Mark Dover and Jeremy Ajari Jordan met five years ago and have grooved together ever since. Both are consummate musicians, but it is their special passions and their mutual support that is striking. Dover performed two songs, which had helped him through a particularly tough period. In the first, soprano Faylotte Crayton lofted beautiful, wordless notes. The second, Dover meditated on, "I am, Here now," which had calmed and focused him. It was perfectly lovely.
Throughout the evening, Dover soared on clarinet, often holding notes longer than seemed humanly possible and also having them penetrate the odd geodesic dome of this important performance space. When he bounced off classical, he brought Schubert’s first song from the Dichterliebe, "Im wunderschönen monat mai" to new life. Taking a tune that is so familiar, and weaving it into new textures and dimensions enhanced the original composer. Interpretation, performers say through their instruments, can be more than the music ‘as is.’ Jordan took Debussy’s classic "Claire du Lune" and added perfume and color to luscious effect.
When Boykins and Goldbas joined, the music rocked. Boykins’ elegant long fingers made a new kind of magic on the strings and Goldbas found ever expressive rhythms on his percussion group.
The next night honored Jeremy Gill, a young composer who has already won many important awards. He is a conductor as well. This evening, however, he let the violinists Mandy Wolman and Beverly Shin, speak to each other without his beat. His piece is a marvel of joining violins together and pulling them apart. They can converse in unison and then speed out dramatically in opposite directions. Reading later that the work was based on the film, Last Tango in Paris, one recalled the emptiness of the room in which the assignations had taken place. Stripping away everything, you are left wanting nothing.
Six songs based on thoughts of Blaise Pascal, a 17th century multi-tasker who was preoccupied with the notion of God, all suggested plainsong chant without ever representing the style. Instead, the both pensive and urgent ideas of the philosopher were cushioned in luminous arpeggios and sometimes dissonant lines.
The following duo for piano and violin also had a conversational texture. Mills on the violin often responded to Aizawa on the piano, who ranged from lush arpeggiation in the upper registers to an almost magisterial thumping of chords.
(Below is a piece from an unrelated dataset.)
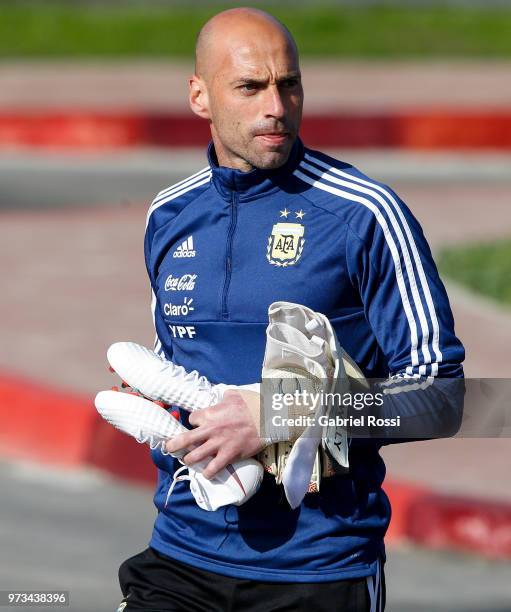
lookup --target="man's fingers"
[165,427,209,453]
[188,408,207,427]
[183,440,218,465]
The portrait of Whitman, based on the poet's prose, was a New York premiere. Again there were six singers, sopranos, doubling. Aspects of Whitman’s character stepped out. The soprano Amy Owens had an unusually high range, which the composer pushes to exciting extremes. Yet Owens never felt forced.
The texts Gill chose were not as focused as Ned Rorem's, Kurt Weill's or Leonard Bernstein's Whitman songs, which take place mainly in the infirmary for wounded Civil War soldiers. Matthew Aucoin wrote an opera based on Whitman’s nursing work in the Civil War. Whitman is an attractive subject for composers. Gill's take was particularly juicy. At times, when powerful language might have been insulted by a note, the singers simply spoke, or in one instance, vehemently urged.
Gill brings a quiet to his work from which he builds and to which he then retreats. There is something satisfying in this bracket, in which we share in the rougher emotions of the interior.
Chris Grymes was the curator of both evenings for National Sawdust and could not have made a richer selection of music and talent.